News-Messneger reports

       Scott Bartlett, a Fremont teen whose hobby is making a rubber band ball, is now being challenged for the record by a Flordia boy.

       Eric Kraff, 12, of Tampa now has a Web site showing his rubber band ball, which is slightly larger than Bartlett's. Bartlett and his rubber band ball were featured in an article in Monday's New-Messenger.

       And the two are now talking about their hobby.

       "It sort of excites me in a few ways." Bartlett said of Kraff. "Now I am not alone in the race toward teh record. Now I can talk to some one who has nearly the same size rubber band ball, too."

       Bartlett's ball weighs 130 pounds, is 60 inches in circumference and is made of more than 25,000 rubber bands.

       Kraff's ball weighs 149 pounds, is 65 inches in circumference and is made of more than 33,000 rubber bands.
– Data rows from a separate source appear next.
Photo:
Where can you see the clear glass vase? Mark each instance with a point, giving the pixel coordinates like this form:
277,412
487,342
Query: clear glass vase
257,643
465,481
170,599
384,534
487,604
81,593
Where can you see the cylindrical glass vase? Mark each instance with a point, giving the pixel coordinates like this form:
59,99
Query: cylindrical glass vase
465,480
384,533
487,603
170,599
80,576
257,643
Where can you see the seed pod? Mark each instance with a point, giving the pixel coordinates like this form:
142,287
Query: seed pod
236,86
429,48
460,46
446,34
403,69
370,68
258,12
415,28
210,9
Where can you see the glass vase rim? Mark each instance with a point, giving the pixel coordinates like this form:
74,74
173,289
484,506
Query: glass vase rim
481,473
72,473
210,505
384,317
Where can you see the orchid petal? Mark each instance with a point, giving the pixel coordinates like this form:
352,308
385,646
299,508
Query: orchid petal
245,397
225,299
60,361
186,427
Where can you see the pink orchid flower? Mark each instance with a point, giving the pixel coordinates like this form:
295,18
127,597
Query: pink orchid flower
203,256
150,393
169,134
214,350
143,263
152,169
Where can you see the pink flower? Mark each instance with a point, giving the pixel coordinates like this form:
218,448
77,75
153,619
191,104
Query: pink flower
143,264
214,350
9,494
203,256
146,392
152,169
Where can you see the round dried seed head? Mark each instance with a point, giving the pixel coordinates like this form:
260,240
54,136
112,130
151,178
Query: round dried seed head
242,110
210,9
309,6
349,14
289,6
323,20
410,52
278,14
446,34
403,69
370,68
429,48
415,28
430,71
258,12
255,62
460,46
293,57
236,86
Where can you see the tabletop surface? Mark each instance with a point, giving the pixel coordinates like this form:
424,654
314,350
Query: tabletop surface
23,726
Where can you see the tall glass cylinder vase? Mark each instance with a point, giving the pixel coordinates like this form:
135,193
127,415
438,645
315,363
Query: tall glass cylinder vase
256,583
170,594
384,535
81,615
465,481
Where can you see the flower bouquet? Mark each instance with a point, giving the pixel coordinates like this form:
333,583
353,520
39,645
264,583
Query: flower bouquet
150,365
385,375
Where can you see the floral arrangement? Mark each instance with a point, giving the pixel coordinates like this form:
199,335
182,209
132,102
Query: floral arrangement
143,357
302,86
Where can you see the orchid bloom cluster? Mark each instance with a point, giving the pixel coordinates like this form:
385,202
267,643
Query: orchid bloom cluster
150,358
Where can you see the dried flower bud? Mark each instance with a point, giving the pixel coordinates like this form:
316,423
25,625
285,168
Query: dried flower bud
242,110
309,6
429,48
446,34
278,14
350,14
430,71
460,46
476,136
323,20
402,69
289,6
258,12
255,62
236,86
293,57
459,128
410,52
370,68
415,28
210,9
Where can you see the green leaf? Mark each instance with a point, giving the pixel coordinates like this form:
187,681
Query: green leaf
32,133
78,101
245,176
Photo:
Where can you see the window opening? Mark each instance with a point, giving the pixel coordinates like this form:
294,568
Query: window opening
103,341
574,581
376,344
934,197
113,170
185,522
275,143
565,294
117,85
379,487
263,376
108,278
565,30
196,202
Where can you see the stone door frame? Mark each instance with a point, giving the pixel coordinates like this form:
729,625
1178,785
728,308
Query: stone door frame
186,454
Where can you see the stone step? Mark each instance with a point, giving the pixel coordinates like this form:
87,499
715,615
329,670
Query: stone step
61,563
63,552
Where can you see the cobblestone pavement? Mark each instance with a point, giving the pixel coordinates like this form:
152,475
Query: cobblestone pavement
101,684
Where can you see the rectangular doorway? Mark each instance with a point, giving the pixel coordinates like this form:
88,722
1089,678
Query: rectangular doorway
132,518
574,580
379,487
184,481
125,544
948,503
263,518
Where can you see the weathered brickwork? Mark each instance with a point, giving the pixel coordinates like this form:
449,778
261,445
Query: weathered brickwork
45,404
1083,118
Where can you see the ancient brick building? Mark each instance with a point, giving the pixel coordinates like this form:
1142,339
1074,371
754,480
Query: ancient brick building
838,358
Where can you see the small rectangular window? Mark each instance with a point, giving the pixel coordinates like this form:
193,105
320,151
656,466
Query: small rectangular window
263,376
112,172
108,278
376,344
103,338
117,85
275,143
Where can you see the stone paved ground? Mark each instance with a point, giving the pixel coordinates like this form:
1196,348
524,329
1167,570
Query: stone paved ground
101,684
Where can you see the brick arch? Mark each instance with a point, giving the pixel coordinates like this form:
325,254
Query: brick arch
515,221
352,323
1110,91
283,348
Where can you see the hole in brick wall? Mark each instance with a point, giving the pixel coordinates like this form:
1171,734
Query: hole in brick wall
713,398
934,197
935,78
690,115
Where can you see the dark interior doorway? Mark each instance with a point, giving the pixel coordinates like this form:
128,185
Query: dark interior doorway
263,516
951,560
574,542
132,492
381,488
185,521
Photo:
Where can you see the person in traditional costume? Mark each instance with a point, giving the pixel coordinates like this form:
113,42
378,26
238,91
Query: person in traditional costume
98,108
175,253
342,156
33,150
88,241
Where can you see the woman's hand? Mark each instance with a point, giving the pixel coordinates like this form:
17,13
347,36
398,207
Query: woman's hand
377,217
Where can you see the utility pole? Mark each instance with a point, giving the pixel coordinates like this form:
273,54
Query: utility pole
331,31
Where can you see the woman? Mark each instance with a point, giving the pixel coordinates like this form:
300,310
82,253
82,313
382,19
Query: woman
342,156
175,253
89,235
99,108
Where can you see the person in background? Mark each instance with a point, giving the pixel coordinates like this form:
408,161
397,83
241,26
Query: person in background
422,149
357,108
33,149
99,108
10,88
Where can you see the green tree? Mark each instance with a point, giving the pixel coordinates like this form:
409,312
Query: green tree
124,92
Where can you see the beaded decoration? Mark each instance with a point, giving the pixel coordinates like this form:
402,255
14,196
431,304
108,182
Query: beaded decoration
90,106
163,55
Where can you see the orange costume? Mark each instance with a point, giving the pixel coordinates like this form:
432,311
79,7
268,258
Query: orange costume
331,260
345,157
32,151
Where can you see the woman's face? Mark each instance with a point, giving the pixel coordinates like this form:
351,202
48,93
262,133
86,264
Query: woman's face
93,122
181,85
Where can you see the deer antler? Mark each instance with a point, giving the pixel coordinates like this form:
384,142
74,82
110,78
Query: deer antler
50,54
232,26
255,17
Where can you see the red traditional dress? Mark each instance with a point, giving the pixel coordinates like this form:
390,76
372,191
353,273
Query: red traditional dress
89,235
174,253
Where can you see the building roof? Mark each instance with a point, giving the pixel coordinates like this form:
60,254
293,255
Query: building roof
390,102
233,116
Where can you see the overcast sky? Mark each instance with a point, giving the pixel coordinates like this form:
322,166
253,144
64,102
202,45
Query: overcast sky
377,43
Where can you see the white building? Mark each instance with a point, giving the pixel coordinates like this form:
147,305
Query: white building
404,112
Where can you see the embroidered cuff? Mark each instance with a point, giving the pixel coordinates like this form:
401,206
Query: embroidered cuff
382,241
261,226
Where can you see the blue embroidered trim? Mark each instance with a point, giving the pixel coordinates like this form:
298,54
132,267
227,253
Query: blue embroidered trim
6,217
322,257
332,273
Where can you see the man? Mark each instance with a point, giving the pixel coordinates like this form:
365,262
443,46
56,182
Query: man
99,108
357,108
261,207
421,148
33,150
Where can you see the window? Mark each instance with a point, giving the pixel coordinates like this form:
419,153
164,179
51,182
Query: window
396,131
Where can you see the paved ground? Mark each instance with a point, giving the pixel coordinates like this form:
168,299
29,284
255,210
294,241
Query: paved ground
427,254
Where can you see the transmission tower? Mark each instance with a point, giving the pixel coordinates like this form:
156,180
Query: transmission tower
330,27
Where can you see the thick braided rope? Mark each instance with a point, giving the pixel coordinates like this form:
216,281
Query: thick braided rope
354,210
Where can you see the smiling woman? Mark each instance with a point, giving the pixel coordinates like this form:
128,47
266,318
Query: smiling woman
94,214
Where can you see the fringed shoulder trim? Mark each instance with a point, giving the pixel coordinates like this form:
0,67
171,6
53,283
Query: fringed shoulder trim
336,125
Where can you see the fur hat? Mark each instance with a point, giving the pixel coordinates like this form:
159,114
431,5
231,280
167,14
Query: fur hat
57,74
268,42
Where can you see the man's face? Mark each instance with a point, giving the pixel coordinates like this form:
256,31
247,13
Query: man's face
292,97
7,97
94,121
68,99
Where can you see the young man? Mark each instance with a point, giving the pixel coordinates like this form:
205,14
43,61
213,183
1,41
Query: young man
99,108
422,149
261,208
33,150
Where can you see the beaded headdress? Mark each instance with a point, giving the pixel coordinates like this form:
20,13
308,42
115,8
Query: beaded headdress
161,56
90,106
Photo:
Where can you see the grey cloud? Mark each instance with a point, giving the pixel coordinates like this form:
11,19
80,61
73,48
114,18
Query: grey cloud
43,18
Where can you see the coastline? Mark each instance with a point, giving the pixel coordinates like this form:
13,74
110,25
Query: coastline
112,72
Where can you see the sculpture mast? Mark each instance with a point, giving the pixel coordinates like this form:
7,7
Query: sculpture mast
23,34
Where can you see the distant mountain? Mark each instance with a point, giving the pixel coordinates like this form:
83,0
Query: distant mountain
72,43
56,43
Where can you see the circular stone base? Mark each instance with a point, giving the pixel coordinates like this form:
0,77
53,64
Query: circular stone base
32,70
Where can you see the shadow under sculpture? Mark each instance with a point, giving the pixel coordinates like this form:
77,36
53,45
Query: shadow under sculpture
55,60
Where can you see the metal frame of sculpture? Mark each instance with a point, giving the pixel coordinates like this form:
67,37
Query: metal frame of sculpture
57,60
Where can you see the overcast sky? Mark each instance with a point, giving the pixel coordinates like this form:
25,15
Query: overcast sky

       Bartlett's interest has intensifed since Kraff's Web site opened.
"I'll race him toward the end," Bartlett said. "I'm known as the guy with the huge rubber band ball and I am going to live up to that reputation."
The Cleveland Plaindelar, Febuary 25, 2002
Picture: Scott Bartlett, 16, sits with his 140-pound ball of rubber bands and a smaller, 98-pound ball of masking tape.  The Fremont high school student hopes his creations will be a ticket to fame.

Michael Sangiacomo
Plain Dealer Reporter
Fremont, Ohio - Scott Bartlett isn't the strongest, brainiest or most athletic kid at Ross High School.  So how does he get noticed?
        Rubber Bands.
        The 16-year old boy says he has the largest ball of rubber bands in Ohio - 62 inches in circumference and 140 pounds.  The almost perfect sphere is too big to carry, so Bartlett rolls it when it has to be moved.
        "It will bounce, but my mom said I can't do it in the house because it feels like an earthquake," he said.
        Bartlett has a long way to go to beat the rubber band ball in the Guinness Book of World Records - a 1-ton monster (2,008 pounds, to be exact.)  His goal is to reach the 1,000-pound mark, which means he is still 860 pounds and $7,000 worth of rubber bands short.
        And if he makes it,  what does he get besides a Volkswagen-size mass of rubber?  Maybe the well-known 15 mintues of fame.
(continued) Febuary 25, 2002, "The Plain Dealer"
        "I really want to appear with it on the Jay Leno show," he said.  "It's something I want to accomplish, something to pass on to my children and their children.  I can't see myself ever selling it."
        Asked if there was a big market for giant rubber band balls, Bartlett said the 2,008-pound record buster sold on eBay for $10,000.
        He's looking for sponsors, corporate or private, to help him finish.
        "I can't afford to buy any more rubber bands," he said.  "It would be great if a company sponsored me.  Then, I could publicize them by wearing their logo on appearances."
        Bartlett, who has spent more then $300 on the project, started making his rubber band ball on Jan. 7, 2000, using leftover rubber bands from his paper route.  He attaches rubber bands end to end and wraps them around the ball to make it grow like a snowball.
        "It's something I do while I watch television," he said.  "For a long time I worked on it four hours a night."
        Bartlett's dad, david, said he was initially skeptical of the project but has come around.
        "It keeps him out of trouble," he said.  "There are teenagers out there drinking and doing drugs; at least he's doing something.  I thought he would get bored with doing it, but he has surprised me by sticking with it this long."
        Scott's archrival is Eric Kraff of Tampa, Fla.
        "His band ball is 375 pounds, and he has already appeared on Letterman," he said.  "That's why I want to get mine up to 1,000."
        When Bartlett gets tired of stringing rubber bands together, he works on his other pet project: making the world's largest ball of masking tape.
        He said his 98-pound beachball-size mass of tape makes him the unofficial holder of the Guinness record in that category.  It's unofficial because he has not yet applied to Guinness, but he was told that his is the largest ball of masking tape in contention for the record because it's the only one.
        At least, until the word gets out and some bored high school student takes up the challenge.